Comparative Study of Adductor Canal Block and Femoral Nerve Block for Postoperative Analgesia After Arthroscopic Anterior Cruciate Ligament Tear Repair Surgeries

Cureus. 2022 Apr 10;14(4):e24007. doi: 10.7759/cureus.24007. eCollection 2022 Apr.

Abstract

Objective: The study aimed to compare an adductor canal block (ACB) with a femoral nerve block (FNB) with regard to their analgesic efficacy and the quadriceps muscle strength in patients following arthroscopic anterior cruciate ligament (ACL) tear repair surgeries.

Materials and methods: Ninety patients in the American Society of Anaesthesiologists (ASA) status I or II undergoing arthroscopic ACL tear repair surgeries under subarachnoid block were divided into three groups to receive ACB (Group ACB), FNB (Group FNB), and control (Group C). Each patient was assessed for Visual Analogue Scale (VAS) score, tramadol consumption, and quadriceps muscle strength postoperatively in the post anaesthesia care unit (PACU).

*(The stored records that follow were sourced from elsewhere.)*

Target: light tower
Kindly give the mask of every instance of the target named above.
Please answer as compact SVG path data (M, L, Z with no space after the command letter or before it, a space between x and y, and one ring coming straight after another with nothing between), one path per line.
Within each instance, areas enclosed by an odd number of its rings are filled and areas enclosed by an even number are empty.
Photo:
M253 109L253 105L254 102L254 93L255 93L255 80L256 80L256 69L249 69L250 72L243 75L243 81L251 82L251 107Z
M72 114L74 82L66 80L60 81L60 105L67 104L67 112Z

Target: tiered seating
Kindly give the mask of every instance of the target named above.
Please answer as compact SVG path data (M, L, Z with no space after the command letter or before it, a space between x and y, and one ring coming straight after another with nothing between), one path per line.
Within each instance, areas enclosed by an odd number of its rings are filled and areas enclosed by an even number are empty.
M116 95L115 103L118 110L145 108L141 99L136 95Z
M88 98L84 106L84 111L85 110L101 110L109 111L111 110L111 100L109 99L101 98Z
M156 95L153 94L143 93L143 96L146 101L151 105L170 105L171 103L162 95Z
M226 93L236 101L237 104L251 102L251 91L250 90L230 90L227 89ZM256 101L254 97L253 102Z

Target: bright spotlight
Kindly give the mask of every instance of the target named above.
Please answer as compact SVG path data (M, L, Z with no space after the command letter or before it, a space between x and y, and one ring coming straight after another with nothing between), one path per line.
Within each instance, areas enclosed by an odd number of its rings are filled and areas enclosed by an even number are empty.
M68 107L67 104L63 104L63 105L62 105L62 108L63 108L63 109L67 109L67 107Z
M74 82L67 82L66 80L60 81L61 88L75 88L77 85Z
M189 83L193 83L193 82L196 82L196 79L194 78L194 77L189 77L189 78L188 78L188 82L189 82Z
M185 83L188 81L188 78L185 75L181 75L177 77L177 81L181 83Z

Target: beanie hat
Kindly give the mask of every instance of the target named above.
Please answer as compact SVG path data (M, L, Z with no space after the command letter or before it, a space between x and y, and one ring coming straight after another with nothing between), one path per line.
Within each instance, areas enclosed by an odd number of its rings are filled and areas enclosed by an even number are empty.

Results: There was no significant difference between the Group ACB and Group FNB regarding postoperative analgesia and total rescue analgesic consumption at 24 hrs postoperative. The mean VAS score at two, four, and six hours and total rescue analgesic consumption in 24 hrs were higher in the control group, which was statistically significant (p-value <0.05). Quadriceps muscle strength by straight leg raise test was significantly higher in the Group ACB compared with the Group FNB at 0, 6, 12, 18 hours postoperatively (p-value <0.0001), whereas the difference between both study groups become statistically insignificant at 24 hours postoperative.

Conclusion: ACB preserved quadriceps muscle strength better than FNB, without a significant difference in postoperative analgesia after arthroscopic ACL tear repair surgeries.

Keywords: adductor canal block; arthroscopic acl reconstruction; femoral nerve block; quadriceps muscle strength; vas score.